CA - A Step Towards Sustainable Agriculture


Not many years ago, my great grandmother shared me that we used to have huge agriculture productions, while from the same field nowadays we are having trouble to compensate the costs of cultivation and inputs. Sometimes, she used to urge my parents not to indulge in agriculture rather leave the field barren or accord for rent. There was one thing always striking in my mind,” What might be the reason behind the dramatic fall of the productivity of the land?” After few years being an agriculture student, I got to know all the pretty little secrets of my outrageous thoughts. Green revolution and degradation of soil were the reasons for the pitfalls.

Huge food scarcity, economic and social instability jeopardized the lives of millions during the 2nd world war.

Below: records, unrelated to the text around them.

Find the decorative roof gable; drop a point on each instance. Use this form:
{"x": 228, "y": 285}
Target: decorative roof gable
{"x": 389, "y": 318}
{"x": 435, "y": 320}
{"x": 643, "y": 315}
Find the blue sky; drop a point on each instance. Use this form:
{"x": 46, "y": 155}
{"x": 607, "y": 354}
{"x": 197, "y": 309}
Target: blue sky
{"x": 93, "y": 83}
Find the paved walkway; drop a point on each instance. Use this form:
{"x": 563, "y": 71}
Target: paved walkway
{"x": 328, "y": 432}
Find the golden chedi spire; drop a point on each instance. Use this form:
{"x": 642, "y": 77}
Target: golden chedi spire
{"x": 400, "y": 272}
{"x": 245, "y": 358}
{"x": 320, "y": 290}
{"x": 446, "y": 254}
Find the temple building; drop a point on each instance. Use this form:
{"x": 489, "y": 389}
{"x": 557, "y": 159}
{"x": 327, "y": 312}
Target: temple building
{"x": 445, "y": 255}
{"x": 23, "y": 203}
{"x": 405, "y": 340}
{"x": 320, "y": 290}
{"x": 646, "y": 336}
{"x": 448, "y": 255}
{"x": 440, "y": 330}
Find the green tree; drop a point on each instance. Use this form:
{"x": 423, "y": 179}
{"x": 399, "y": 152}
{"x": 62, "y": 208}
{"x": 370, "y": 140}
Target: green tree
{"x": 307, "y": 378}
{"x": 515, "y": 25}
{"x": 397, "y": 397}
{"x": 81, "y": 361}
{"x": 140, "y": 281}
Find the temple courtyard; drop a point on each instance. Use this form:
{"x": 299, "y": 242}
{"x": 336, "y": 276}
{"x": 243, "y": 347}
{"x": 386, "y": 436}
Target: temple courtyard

Fast growing varieties of rice and wheat were developed for tropics and subtropics with high input agriculture system that produced more crops per unit of land. This is called Green revolution. But lack of water, high costs for small farmers and physical limits to increasing crop yields dissuade expansion of Green revolution. Moreover, it has a greater harmful environment impact than any human activity.

 Therefore, the concept of Conservation agriculture and sustainable agriculture were introduced for long term increase in yield and output stability while at the same time stopping and reversing land degradation and environmental hazards. 

On going through the literal meaning conserving and sustaining is somewhat alike in the sense that conservation eventually leads to the sustainability. But technically Conservation agriculture and Sustainable agriculture are distinct.

Sustainable Agriculture:

Sustainable agriculture is a balanced management system of environment resources without their depletion to provide food, livelihood for current and future generation maintaining or improving productivity and ecosystem service of these resource. It has 3 key principle:

  1.  Economic sustainability : e.g. improving soil management and crop rotation which raise yields, reducing reliance on machinery, chemical fertilizer and pesticides 
  2.  Environmental sustainability: e.g. protecting, recycling, replacing and maintaining the natural resources base such as land (soil), water and wildlife Avoiding synthetic chemicals known to harm the environment, soil structure and biodiversity
  3.  Social sustainability:  e.g. more extensive use of available labor, at least for some techniques, thus contributing to social justice and cultural cohesion

Researchers have found that organic system on average yielded 25% less than the conventional. Moreover, the products fetch higher prices which is not affordable by the have-nots. Therefore, Sustainable agriculture has many ups and downs to serve for food security.

Conservation Agriculture:

Conservation agriculture was evolved from the concept of Resource Conservation techniques (RCTs) which refers to those practices which enhances resource or input use efficiency. Example: new variety that use N more efficiently may be considered as RCTs. In contrast, CA practices will only refer to the RCTs with following character:

  1. A minimum level of soil disturbance.
  2. Soil cover, particularly through the retention of crop residues on the soil surface.
  3. Sensible, profitable crop rotation

Benefits of CA are of several folds.

  1. Economic benefits:

By not tilling the soil, farmers can save between 30-40% of time, labor and fossil fuels as compared to conventional cropping. Reduction of costs and higher output for a low input are the major economic benefits.

  1. Agronomic benefits:

It includes increase in organic matter, soil water conservation, improvement in soil structure, fertilizer use efficiency, water holding capacity.

  1. Environmental benefits:

It includes reduction in soil erosion, good quality of air, water, increase in biodiversity, carbon sequestration.

Conservation agriculture (CA) aims to conserve, improve and make more efficient use of natural resources through integrated management of available soil, water and biological resources combined with external inputs (herbicides, fertilizers ... ) . Conservation agriculture is by no means a low output agriculture and allows yields comparable with modern intensive agriculture. Therefore, facing climate change and nine billion mouths to feed by 2050, Conservation Agriculture is key to the future of food security. Integrating organic principles to conservation agriculture contributes to environment conservation as well as enhanced and sustained agriculture production. Due to some deterrents for the adoption of Sustainable agriculture, Conservation agriculture can be flourished as a modern agriculture practice that can enable farmers to achieve the goal of sustainable agriculture production.

I am sure that I am not the single piece in the world whose parents are going to accept the suggestion by their grandparents that I have already mentioned above. Thus, we ought to produce more food from less land by making more efficient use of natural resources and with minimal impact on the environment. Only by doing this will food production keep pace with demand and the productivity of land be preserved for future generations. We have a tall order challenge and by We I mean all the agriculture scientists, extension personnel and farmers. In my prospective, Conservation Agriculture with sustainable principles is the most possible solution to meet food security and resource conservation.